I moved house during the pandemic having spent months trying to buy the property of my dreams. The garden was the major selling point. But, last summer, just as I was embarking on my plans for the garden, I broke my ankle in three places and was housebound for four months. I watched from the window as my neighbours enjoyed the beautiful weather. All I could do was persuade my niece to take photos of the plants so I could see what was breaking through the soil, eager for life.
Needless to say, I am now itching to get out there and get started. I spent much of my confinement watching endless episodes of Garden Rescue and Gardeners’ World, in awe of Charlie Dimmock and her green-fingered genius while quietly envying Monty Don and his oasis at Longmeadow. As a result, I have notebooks filled with gardening ideas and a wish list of plants, shrubs and trees.
But how do you start a garden from scratch? As someone who used to live in London, I’ve since only had one, small patch of land to call my own and that was my back yard in Greater Manchester.

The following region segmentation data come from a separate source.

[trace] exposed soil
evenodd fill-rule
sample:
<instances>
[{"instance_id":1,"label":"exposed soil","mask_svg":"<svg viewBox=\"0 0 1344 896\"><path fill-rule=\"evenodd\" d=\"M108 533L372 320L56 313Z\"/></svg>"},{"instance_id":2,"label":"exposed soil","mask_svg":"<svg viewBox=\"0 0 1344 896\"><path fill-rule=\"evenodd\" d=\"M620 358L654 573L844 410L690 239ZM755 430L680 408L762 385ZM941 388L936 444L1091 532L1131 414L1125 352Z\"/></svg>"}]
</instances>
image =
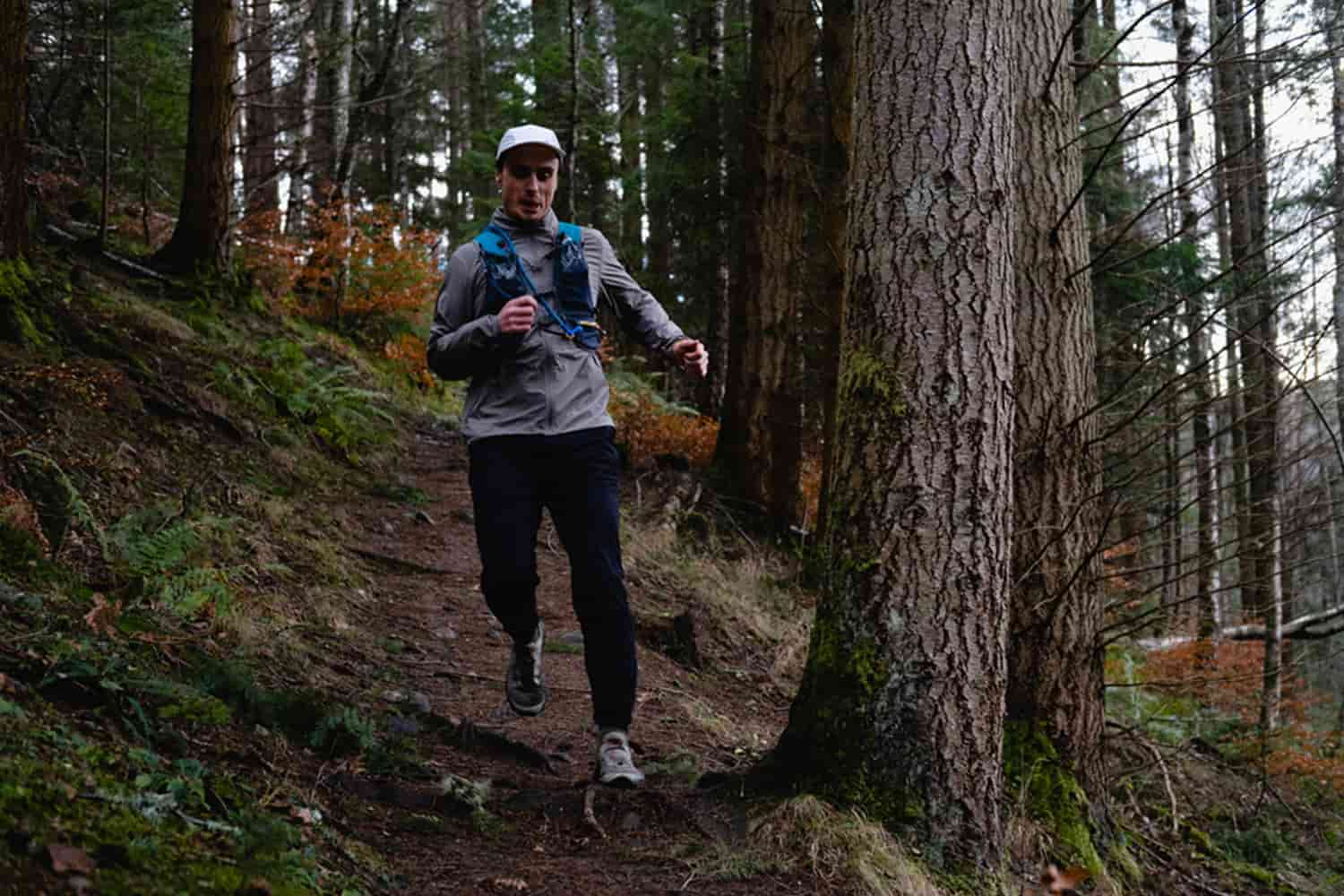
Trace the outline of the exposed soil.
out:
<instances>
[{"instance_id":1,"label":"exposed soil","mask_svg":"<svg viewBox=\"0 0 1344 896\"><path fill-rule=\"evenodd\" d=\"M305 840L320 845L321 861L344 865L347 879L362 881L366 891L836 892L805 868L796 877L759 869L724 876L707 875L694 861L720 848L731 853L743 842L747 799L732 772L767 750L788 713L788 697L771 680L767 657L753 653L746 637L714 630L708 617L689 604L689 594L649 587L664 579L630 575L641 641L632 740L648 780L634 791L591 786L594 735L582 639L570 606L567 562L550 523L543 525L538 553L551 703L540 717L524 720L504 701L507 638L477 586L461 437L442 423L410 423L402 427L391 461L380 450L379 459L352 467L333 457L339 453L327 451L327 459L310 467L317 439L300 435L286 449L276 441L284 422L258 416L219 388L219 377L238 364L227 345L202 340L176 320L172 305L164 313L87 302L85 287L134 287L121 277L103 277L82 267L71 273L78 289L63 312L67 353L52 359L0 344L5 469L15 476L16 455L39 451L81 484L82 498L109 523L156 501L183 516L246 517L250 562L259 571L254 583L274 595L265 599L267 607L242 610L255 613L259 630L276 631L273 656L263 643L251 657L262 684L273 690L317 688L333 705L356 707L378 725L380 742L398 743L405 763L388 768L372 767L362 755L324 758L302 742L241 720L190 729L177 742L176 756L200 758L212 771L251 782L265 794L263 809L306 827ZM266 320L243 317L228 325L249 348L284 334ZM323 364L351 360L335 340L325 345L329 356L317 359ZM316 472L321 469L336 474ZM379 488L387 480L394 489ZM633 489L633 478L628 486ZM308 509L281 529L263 509L276 488L293 494L292 505ZM378 497L387 492L392 496ZM9 489L9 494L19 493ZM329 545L335 556L319 560L310 544ZM73 528L56 559L82 582L102 579L103 588L120 587L108 579L89 531L81 536L79 527ZM289 572L261 571L269 563ZM319 580L329 578L324 564L331 563L344 566L347 579L362 587L328 598L314 615L305 600ZM12 622L23 638L44 637L50 618L71 637L103 637L113 646L144 650L113 623L116 613L132 607L153 613L151 603L112 590L108 603L120 610L108 610L105 629L85 615L86 603L69 599L44 610L60 617ZM290 619L288 633L277 613ZM168 668L190 672L177 660L180 649L215 656L233 649L227 633L218 642L208 622L181 625L168 614L153 615L152 625L179 626L172 637L146 641ZM679 615L698 627L698 638L685 625L675 625ZM35 693L50 668L48 654L28 646L36 643L8 653L0 645L8 670L0 684L8 684L16 700L16 693ZM667 653L655 649L660 646ZM296 653L306 657L306 665L296 668ZM50 689L43 696L54 711L87 731L101 731L120 748L134 743L116 707L63 705ZM36 713L39 703L27 707ZM168 746L156 748L175 755ZM448 775L488 785L480 811L444 795L441 782ZM329 836L332 830L337 836ZM54 837L36 829L11 837L13 852L0 856L0 872L8 866L19 877L0 881L0 892L67 887L73 880L67 872L52 869L36 850ZM91 888L89 880L81 887L97 892L98 879ZM265 881L257 887L270 892Z\"/></svg>"},{"instance_id":2,"label":"exposed soil","mask_svg":"<svg viewBox=\"0 0 1344 896\"><path fill-rule=\"evenodd\" d=\"M765 670L753 672L750 656L741 656L737 669L694 673L641 643L632 742L648 780L634 791L590 785L587 680L567 563L548 523L538 545L538 600L548 631L544 669L551 701L542 716L521 719L504 701L507 637L477 586L461 439L418 431L399 476L427 502L414 512L399 502L362 502L351 508L355 525L348 535L370 553L425 571L382 563L388 568L374 586L376 607L360 625L406 645L387 660L394 676L405 681L407 696L427 699L430 712L450 725L444 739L426 744L429 760L445 772L491 782L487 807L501 822L482 830L427 785L358 771L328 775L329 810L388 856L405 892L820 892L810 876L703 880L679 857L745 834L745 803L723 786L698 787L689 778L711 772L706 779L714 780L712 772L739 768L741 744L753 743L753 736L755 743L773 742L786 719L788 704L767 696ZM684 609L676 595L649 594L637 584L630 599L645 633ZM716 742L691 724L688 708L695 704L730 717L738 746ZM590 819L585 799L591 801ZM442 827L427 823L426 815L442 818Z\"/></svg>"}]
</instances>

Now, as I lurch towards my 48th birthday, I finally have a proper garden to call my own, with soil, borders and grass. It feels like I’ve hit the jackpot.
But – and this is a big but – I live in the North of England. Not only that, but my new house is located in the proper North, surrounded by hills, exposed slopes, wind corridors and winter weather that makes your eyes water and your bins take flight. Although I’ve only moved 15 minutes from my previous property, I’m now in Lancashire and the pretty views can mean a pretty ferocious climate.
There are bonuses to my new place, though. I call it a garden of four quarters, and with those segments come different weather conditions. Step out of the back door and you’re immediately in a courtyard garden, all Indian Stone and weathered traditional walls. This area is fairly sheltered so I’m quietly optimistic that I can grow some of my favourite summer flowers.
A stately stone staircase meanders up to the next level (the stairs are perfect for pots full of colour), emerging on to a long lawn which crawls upwards. Then there’s a rockery adjacent to an elevated patio area with views of undulating hills. There are days when I feel so lucky to live here that I have to pinch myself.
That said, I’ve had to jettison my plan for a pergola wrapped in clematis. As my new neighbours will testify, that is a pipe dream. Instead, when it comes to climbers, I’m having to do my homework. Perhaps a hardy jasmine?
There’s another problem. While there’s a glut of garden shows on TV and radio, very few tackle gardening north of the Watford Gap. There’s a wealth of information if you want to grow a delicate perennial on a sunny wall, but hardly any advice if you’re battling a vertiginous plot where your cast iron bench regularly topples over in the wind.
It’s an adventure, though. So far, I’ve bought peat-free compost, potting grit, perlite, a spade, a lawn-edger, and various seeds. I’ve even splashed out on a pressure washer. Monty Don would be proud.